Creatività per sottrazione che elimina il superfluo, correndo a velocità folli e caratterizzando questi microscopici mondi con un lavoro di sottintesi incredibile che riesce sempre a comunicare messaggio, contesto e personalità degli interpreti. L’effetto lascia senza fiato, come la corsa infinita dello psico-thriller The Witness, assolutamente il capolavoro di questo progetto, in ogni suo aspetto. Un’orgia di tecniche che si inseguono come i due protagonisti, omicida e testimone, ripresi in motion capture per essere trasformati nelle loro reciproche paure; rumori trasformati in onomatopee, superfici dettagliatissime che convivono con altre pitturate di fresco, stilizzate, umide. La telecamera che gioca con la techno e il suo ritmo alienante, regalando momenti perfettamente simmetrici per poi distruggerne l’armonia con sequenze di puro panico e frenesia, in cui la computer grafica regredisce a disegno per qualche impercettibile e meraviglioso fotogramma. È un corto che va visto e rivisto, una roba totalmente fuori scala per cura e maestria, semplicemente il futuro che voglio.

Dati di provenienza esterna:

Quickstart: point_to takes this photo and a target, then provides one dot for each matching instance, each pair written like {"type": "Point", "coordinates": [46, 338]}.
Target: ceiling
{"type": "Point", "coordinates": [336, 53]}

Anche il passato però può essere reinterpretato, facendo tornare protagonisti i tratti spessi, il disegno come base, senza relegarlo solo ai pochi fotogrammi di The Witness. Sucker of Souls, Good Hunting e Blindspot sono tra gli episodi più divertenti e dinamici, animati divinamente, e scritti altrettanto bene. Soprattutto il secondo, che racconta una Cina bipolare tra tradizioni esoteriche e steampunk, violentissimo nel disgusto per la mercificazione del corpo femminile che trasmettere, feroce nella vendetta che mette in scena. Il picco stilistico si raggiunge però per via dell’ibridazione, con lo spirituale episodio Zima Blue. Qui è il digitale che si inchina all’animazione classica mettendosi al suo servizio per raccontare il cerchio della vita attraverso l’arte del pittore Zima. Suggestivo e vertiginoso come riuscire a innalzare il proprio spirito, raggiungere il proprio scopo, realizzare la propria esistenza. Un esistenzialismo biografico dove ogni colore e immagine vengono attribuite ad un’emozione, a un ricordo del suo protagonista, facendomi pensare al capolavoro di Satoshi Kon, Millennium Actress.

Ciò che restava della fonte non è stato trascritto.